When the social structure affords women little to no power, their best chance at protection and agency lies in banding together, but the perverse incentives of patriarchy too often lead women to see each other as rivals rather than allies. In addition to being forced to leave her husband, Maami has been abandoned by her family, who could have afforded her protection. Her parents are both dead. When alive, Maami’s mother was not helpful in her daughter’s distress. Maami Ama states, “When I complained to her about the treatment I was getting from my husband, she told me that in marriage, a woman must sometimes be a fool” (61). In the absence of help and good counsel from her parents, Maami might have benefited from her other family members. But her aunts also scorn her for petty reasons, jealous that her mother left her jewelry to Maami and not to them: “She has her mother’s goods; what else does she need?” (64). Maami Ama’s family is present at the divorce proceedings. At this difficult time, several of them insult Maami Ama to her face, culminating in a long speech from an aunt who calls her a “fool” multiple times and lambasts her for “allowing them to take [Kwesi] away from you” (68).

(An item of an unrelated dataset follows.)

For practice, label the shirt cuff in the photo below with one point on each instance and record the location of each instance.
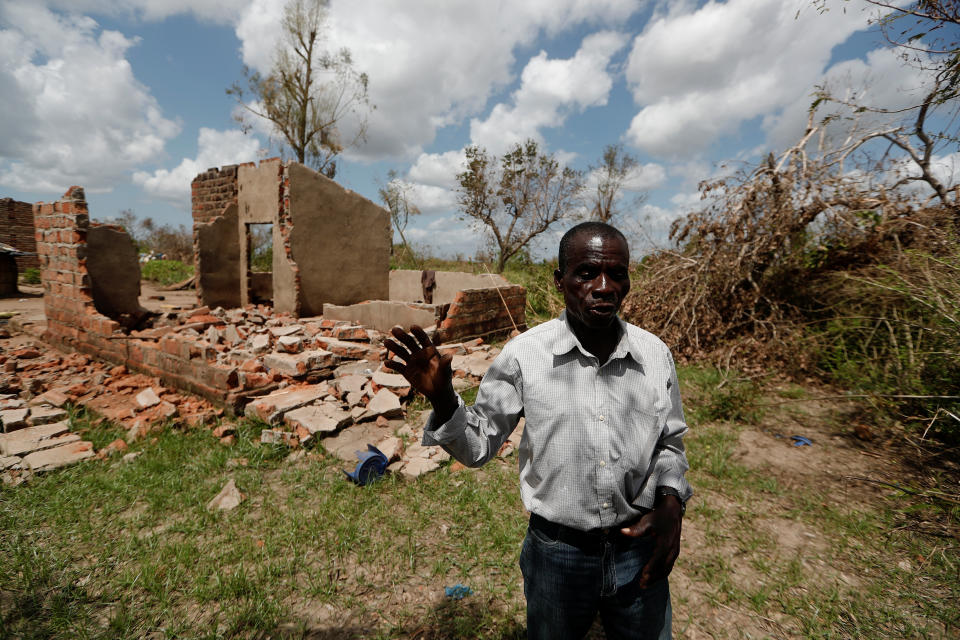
(434, 434)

Maami endures not just her estrangement from Kodjo Fi, the loss of her parents, and her family’s neglect, but also dismissal and scorn in the village. She has bravely separated from Kwesi because she could no longer bear to live with him. As a result, she is not welcomed into the social circle of the other women. Instead, they gossip about her. Chicha first learns about Maami’s separation from Kodjo Fi from village gossip. When Chicha is surprised to hear that Maami’s uncles see her as “a discontented woman,” Maami Ama says that “there are several who do feel like that in the village” (61). Even after Kwesi’s death, they continue to talk behind her back. She has only Chicha, and Chicha, the observer, says nothing. Maami Ama is brave, but her isolation makes her almost helpless. Her society affords her no power, and she is therefore vulnerable to every kind of dismissal, disregard, and spite. Living as a woman without any social ties means that, in Bamso, she is a woman without protection.